In the 1950s, he was a founder and President of the Fort Worth Tennis Patrons Association, an organization designed to help young, promising tennis players pursue their goal of play on the Junior Davis Cup team. He was on the board of the Panther Boys Club and served several years on the Fort Worth Zoning Board. He was a director of Executive Service Corporation, an officer of Downtown Rotary Club, and a Board member and President of the Tarrant County Historical Society.
He joined the Exchange Club of Fort Worth in 1956 and was a member of that organization for almost 50 years. He was a Mason and belonged to other business and social organizations. He was a member of Steeplechase Club and maintained a membership in River Crest Country Club. He was a member of Ridglea Presbyterian Church.
He was a devoted husband and father, as well as a decorated war veteran. There was not a nicer man or truer friend - the highest of all compliments. It is seriously doubted he ever had an enemy. His life was full and for that he was grateful.
His charming wife, Peggy, and his sister, Caroline Collins Prizer, predeceased him. He is survived by his son, William Wolcott Collins, Jr. of Fort Worth; the Rev. David Avis and his wife, the Rev. Mary Avis, of Baytown, Texas; Charles Avis and his wife, Betsy, of Pasadena, California; Peggy Prizer Kenny and her husband, John, of Washington, D.C. and Old Lyme, Connecticut; Pamela Prizer Chernick and her husband, Craig, of Fort Worth and Santa Fe; and Dana Prizer Devereux and her husband, Rick, of Cambridge, Massachusetts. He leaves behind many friends and relatives, who have been blessed by his life and will forever mourn his passing.

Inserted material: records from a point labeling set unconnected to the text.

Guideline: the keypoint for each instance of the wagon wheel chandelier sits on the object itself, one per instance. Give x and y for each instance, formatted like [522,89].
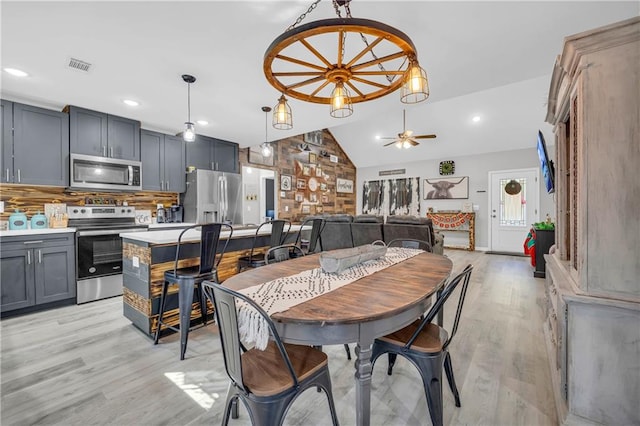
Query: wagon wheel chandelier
[299,64]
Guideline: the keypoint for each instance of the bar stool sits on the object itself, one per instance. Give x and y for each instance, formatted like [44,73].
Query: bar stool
[189,278]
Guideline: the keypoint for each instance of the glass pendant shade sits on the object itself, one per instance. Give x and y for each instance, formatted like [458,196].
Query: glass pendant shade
[341,106]
[416,86]
[189,134]
[282,117]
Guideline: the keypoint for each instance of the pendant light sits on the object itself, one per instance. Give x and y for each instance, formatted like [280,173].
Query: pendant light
[265,148]
[416,86]
[340,101]
[189,134]
[282,117]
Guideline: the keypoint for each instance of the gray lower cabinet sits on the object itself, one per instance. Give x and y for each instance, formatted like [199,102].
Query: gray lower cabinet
[105,135]
[35,145]
[37,269]
[163,162]
[213,154]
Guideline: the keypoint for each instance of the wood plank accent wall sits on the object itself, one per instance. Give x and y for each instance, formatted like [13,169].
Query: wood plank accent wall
[289,159]
[31,199]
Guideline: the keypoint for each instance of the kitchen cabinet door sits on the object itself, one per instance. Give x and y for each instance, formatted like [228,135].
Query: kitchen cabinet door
[6,152]
[88,131]
[16,272]
[151,148]
[40,146]
[123,136]
[225,156]
[200,153]
[174,164]
[54,273]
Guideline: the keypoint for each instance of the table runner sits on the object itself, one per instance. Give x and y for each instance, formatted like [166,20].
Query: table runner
[283,293]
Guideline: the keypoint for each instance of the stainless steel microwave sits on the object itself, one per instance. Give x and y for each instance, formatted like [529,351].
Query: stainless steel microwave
[107,174]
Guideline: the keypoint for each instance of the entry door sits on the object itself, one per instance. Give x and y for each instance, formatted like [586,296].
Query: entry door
[515,198]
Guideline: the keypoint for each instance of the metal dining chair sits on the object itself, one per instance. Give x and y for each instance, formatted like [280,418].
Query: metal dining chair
[268,381]
[426,344]
[279,232]
[189,278]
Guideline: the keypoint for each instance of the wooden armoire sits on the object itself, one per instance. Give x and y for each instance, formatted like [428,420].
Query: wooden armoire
[593,278]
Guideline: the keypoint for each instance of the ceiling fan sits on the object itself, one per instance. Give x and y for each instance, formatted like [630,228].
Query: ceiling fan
[407,139]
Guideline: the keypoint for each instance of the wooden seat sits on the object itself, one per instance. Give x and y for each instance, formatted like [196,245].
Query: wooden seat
[267,381]
[425,344]
[189,278]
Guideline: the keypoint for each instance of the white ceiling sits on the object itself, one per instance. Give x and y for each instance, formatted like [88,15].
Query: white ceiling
[491,59]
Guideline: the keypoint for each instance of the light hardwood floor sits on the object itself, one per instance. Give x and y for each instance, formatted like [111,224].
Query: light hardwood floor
[86,365]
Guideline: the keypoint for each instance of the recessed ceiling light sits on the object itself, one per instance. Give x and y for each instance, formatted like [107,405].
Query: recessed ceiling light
[16,72]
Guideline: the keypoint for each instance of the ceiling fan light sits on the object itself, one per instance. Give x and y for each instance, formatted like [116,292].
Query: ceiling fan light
[189,134]
[282,116]
[341,106]
[416,86]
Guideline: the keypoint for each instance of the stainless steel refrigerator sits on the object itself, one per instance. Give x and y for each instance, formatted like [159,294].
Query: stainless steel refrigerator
[213,197]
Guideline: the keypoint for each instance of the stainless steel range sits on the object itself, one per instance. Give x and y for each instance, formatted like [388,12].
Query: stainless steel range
[99,248]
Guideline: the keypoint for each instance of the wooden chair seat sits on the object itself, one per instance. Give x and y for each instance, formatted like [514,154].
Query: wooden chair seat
[265,372]
[430,340]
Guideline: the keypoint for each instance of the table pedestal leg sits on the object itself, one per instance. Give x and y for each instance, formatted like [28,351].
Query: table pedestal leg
[363,383]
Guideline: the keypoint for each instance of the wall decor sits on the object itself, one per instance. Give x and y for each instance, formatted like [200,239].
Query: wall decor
[446,188]
[256,157]
[285,182]
[313,138]
[344,185]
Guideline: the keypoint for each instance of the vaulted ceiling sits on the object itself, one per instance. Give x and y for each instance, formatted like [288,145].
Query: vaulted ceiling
[486,59]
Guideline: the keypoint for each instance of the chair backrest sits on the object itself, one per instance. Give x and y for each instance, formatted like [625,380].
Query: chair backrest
[463,277]
[317,224]
[224,301]
[282,253]
[279,231]
[411,243]
[209,239]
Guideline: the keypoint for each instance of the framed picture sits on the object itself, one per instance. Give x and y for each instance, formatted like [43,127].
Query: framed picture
[446,188]
[313,138]
[344,185]
[256,157]
[285,183]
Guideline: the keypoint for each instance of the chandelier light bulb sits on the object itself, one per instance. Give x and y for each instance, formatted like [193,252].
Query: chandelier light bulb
[189,134]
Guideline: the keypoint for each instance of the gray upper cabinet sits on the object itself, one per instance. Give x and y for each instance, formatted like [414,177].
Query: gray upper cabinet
[101,134]
[35,147]
[213,154]
[163,162]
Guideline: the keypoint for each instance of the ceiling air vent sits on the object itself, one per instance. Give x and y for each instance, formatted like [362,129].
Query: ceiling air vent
[79,65]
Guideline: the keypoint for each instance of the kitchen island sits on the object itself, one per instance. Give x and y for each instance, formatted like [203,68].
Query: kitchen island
[147,255]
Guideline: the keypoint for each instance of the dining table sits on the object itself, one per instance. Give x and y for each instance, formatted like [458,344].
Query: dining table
[359,312]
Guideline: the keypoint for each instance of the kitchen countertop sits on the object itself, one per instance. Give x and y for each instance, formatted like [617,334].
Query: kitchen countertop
[17,233]
[171,235]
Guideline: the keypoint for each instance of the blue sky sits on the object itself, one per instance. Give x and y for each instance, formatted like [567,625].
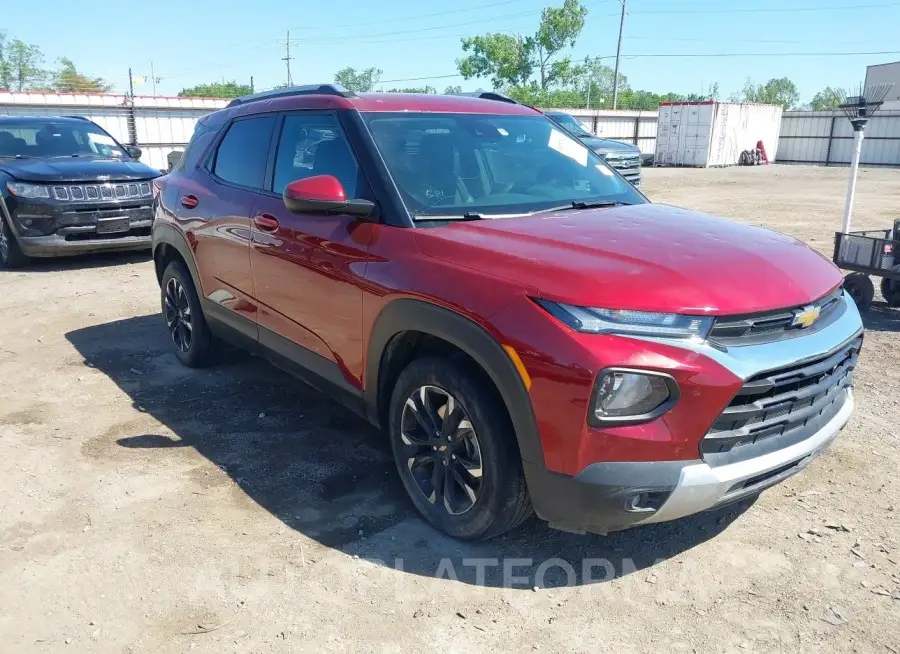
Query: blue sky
[195,41]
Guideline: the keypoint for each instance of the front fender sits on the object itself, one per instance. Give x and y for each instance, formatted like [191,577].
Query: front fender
[405,314]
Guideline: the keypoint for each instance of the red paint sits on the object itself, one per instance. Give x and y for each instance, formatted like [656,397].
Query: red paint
[324,188]
[648,257]
[321,280]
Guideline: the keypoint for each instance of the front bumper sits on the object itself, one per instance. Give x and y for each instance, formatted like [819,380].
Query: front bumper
[55,228]
[56,245]
[610,496]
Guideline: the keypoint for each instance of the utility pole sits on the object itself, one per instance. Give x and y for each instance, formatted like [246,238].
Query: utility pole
[287,58]
[131,119]
[618,51]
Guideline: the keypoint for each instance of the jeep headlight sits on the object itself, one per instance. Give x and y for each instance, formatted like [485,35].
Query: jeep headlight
[630,323]
[30,191]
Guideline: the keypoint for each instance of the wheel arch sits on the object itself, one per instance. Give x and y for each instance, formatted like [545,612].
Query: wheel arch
[406,315]
[169,244]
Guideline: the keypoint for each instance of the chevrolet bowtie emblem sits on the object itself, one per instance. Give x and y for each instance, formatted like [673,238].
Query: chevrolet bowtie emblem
[806,316]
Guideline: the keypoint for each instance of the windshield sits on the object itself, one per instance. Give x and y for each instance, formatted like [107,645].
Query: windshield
[454,164]
[56,139]
[572,124]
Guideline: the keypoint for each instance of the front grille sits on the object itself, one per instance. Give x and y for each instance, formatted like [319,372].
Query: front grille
[625,163]
[769,326]
[83,192]
[776,409]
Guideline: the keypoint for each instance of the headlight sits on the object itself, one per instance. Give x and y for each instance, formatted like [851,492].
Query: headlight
[629,323]
[22,190]
[631,396]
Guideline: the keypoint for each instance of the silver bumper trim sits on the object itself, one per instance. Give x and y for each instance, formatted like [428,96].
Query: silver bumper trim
[702,487]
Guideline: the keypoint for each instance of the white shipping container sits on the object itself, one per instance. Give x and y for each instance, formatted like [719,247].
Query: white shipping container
[714,133]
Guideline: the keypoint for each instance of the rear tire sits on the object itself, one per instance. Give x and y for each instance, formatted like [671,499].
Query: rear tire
[860,287]
[11,255]
[184,319]
[456,451]
[890,288]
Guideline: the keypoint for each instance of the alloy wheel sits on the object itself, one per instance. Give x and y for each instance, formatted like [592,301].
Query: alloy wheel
[441,449]
[178,315]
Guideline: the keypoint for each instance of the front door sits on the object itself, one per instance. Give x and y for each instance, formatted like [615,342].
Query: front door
[309,270]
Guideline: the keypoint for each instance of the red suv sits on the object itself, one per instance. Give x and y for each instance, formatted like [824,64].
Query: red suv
[525,326]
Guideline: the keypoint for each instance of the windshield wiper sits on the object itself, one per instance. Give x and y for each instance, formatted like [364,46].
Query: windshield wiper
[469,215]
[581,204]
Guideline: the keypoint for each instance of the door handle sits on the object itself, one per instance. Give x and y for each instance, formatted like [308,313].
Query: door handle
[266,222]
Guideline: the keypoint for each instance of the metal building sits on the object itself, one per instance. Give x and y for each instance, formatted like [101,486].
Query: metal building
[158,125]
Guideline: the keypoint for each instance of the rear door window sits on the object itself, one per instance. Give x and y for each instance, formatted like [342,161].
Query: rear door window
[243,153]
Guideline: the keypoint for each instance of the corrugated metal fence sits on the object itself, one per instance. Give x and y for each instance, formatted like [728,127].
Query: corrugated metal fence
[160,125]
[823,137]
[637,127]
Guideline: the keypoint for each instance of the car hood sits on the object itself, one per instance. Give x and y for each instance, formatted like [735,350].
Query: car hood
[76,169]
[606,145]
[649,257]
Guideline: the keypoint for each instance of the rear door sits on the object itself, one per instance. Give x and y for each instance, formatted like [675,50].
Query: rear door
[309,270]
[215,205]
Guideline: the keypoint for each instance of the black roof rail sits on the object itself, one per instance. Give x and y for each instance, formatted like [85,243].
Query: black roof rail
[309,89]
[488,95]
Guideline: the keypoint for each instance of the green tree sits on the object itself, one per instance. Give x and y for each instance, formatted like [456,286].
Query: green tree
[20,65]
[507,60]
[779,90]
[511,61]
[68,80]
[361,81]
[559,29]
[217,90]
[826,99]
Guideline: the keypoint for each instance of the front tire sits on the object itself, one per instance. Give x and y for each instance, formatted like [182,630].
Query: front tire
[11,255]
[184,319]
[456,452]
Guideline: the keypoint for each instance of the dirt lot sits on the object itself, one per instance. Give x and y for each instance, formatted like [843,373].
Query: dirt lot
[145,507]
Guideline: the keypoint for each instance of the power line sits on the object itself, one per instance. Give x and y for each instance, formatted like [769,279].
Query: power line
[408,18]
[764,9]
[618,52]
[287,58]
[691,54]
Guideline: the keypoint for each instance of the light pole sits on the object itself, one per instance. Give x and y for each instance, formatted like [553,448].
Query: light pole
[859,109]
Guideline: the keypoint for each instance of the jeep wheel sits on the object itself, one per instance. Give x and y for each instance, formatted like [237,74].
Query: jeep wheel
[860,287]
[184,318]
[456,452]
[11,255]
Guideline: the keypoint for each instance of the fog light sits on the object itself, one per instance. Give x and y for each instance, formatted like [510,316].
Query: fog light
[628,396]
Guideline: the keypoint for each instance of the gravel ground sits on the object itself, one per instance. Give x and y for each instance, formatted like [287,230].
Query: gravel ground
[145,507]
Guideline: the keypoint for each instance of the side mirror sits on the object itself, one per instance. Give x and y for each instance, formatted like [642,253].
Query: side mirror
[323,194]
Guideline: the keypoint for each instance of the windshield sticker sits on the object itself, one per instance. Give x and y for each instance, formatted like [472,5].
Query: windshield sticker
[565,145]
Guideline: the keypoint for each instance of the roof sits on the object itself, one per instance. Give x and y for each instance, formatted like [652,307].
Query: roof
[39,120]
[370,102]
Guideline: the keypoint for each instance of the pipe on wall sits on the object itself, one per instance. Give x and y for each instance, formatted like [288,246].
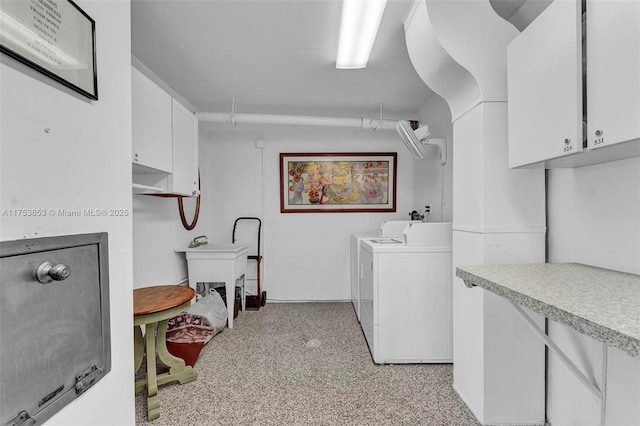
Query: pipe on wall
[297,120]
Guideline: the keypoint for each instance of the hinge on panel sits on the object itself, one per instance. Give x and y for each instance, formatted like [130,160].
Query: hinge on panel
[22,419]
[86,378]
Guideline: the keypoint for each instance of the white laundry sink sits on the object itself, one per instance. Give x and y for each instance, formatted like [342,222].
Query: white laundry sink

Services will be Thursday, October 13, at 10:00 a.m. at Ridglea Presbyterian Church, 6201 Camp Bowie Blvd. Pallbearers are Bob Bowen, Dr. Gordon Kelly, Dr. Bill Lorimer, Cecil Munn, Dr. Robb Rutledge, Tom Seymour, Earle Shields, Grady Shropshire, Terrell Small, and Mark Smith. Interment will follow at Greenwood Memorial Park, White Settlement Road at University Drive, Fort Worth. Following interment, the family will receive friends at River Crest Country Club, 1501 Western Ave.
Memorials may be made to: M.D. Anderson Cancer Center (1515 Holcombe, Houston, TX ), Tarrant County Historical Society, or the Alzheimer’s Association, Tarrant County Chapter.